個人からの借金に時効はあるのか
1 時効とは
時効とは、一定の期間が経過することで、権利を取得したり、債務を免れたりする制度です。
権利を取得する方を取得時効、債務を免れる方を消滅時効といいます。
個人からの借金を時効で支払わなくて済むかどうかという今回のテーマは、消滅時効に関するものです。
消滅時効に関する法律を確認しましょう。
民法166条
1項 債権は、次に掲げる場合には、時効によって消滅する。
一 債権者が権利を行使することができることを知った時から五年間行使しないとき。
二 権利を行使することができる時から十年間行使しないとき。
2項 債権又は所有権以外の財産権は、権利を行使することができる時から二十年間行使しないときは、時効によって消滅する。
2 個人からの借金にも時効はある
民法166条は、個人からの借入と業者からの借入で区別をしていません。
個人からの借入でも時効によって払わなくてよくなることがあります。
3 判決を取られたり、古い借金は10年経過するまで時効にかからない
民法166条1項では、最短では最後の借入か返済から5年たつと、時効で払わなくてよくなる可能性があります。
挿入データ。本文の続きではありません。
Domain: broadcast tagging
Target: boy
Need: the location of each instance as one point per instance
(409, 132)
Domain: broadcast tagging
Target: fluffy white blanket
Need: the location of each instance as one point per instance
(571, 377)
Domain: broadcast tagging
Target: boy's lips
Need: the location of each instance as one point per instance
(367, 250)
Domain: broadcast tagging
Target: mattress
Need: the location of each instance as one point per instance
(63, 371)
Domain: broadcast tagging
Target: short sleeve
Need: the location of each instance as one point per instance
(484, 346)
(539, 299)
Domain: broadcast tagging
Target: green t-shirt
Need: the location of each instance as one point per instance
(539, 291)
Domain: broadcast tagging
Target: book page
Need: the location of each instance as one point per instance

ただし、裁判を起こされて判決を取られると、判決確定から10年間は時効にかかりません(民法169条)。
また、現在の民法は令和2年4月1日に改訂されて施行されたものですが、それ以前の借入については、個人からの借入は一律10年たたないと時効にかからないことになっています(旧民法167条1項)。
4 時効は援用しないと効果が発生しない
時効は、個人からの借入も業者からの借入も、放っておくだけでは払わなくて済む状態にはなりません。
消滅時効の援用という、法律上正しい方法で時効で払わなくてよい旨を主張しないと、時効で支払わなくてよい状態にはなりません(民法145条)。
また、ご自身で相手の方と話をすると、借金を承認するような言動になって、せっかく時効にかかるほどの期間がたっていたのに、時効にかからなくなることもあります(民法152条1項の時効の更新)。
そこで、時効で借金の支払いを免れることを検討している方は、弁護士に相談して正しい方法で時効を援用するのがよいでしょう。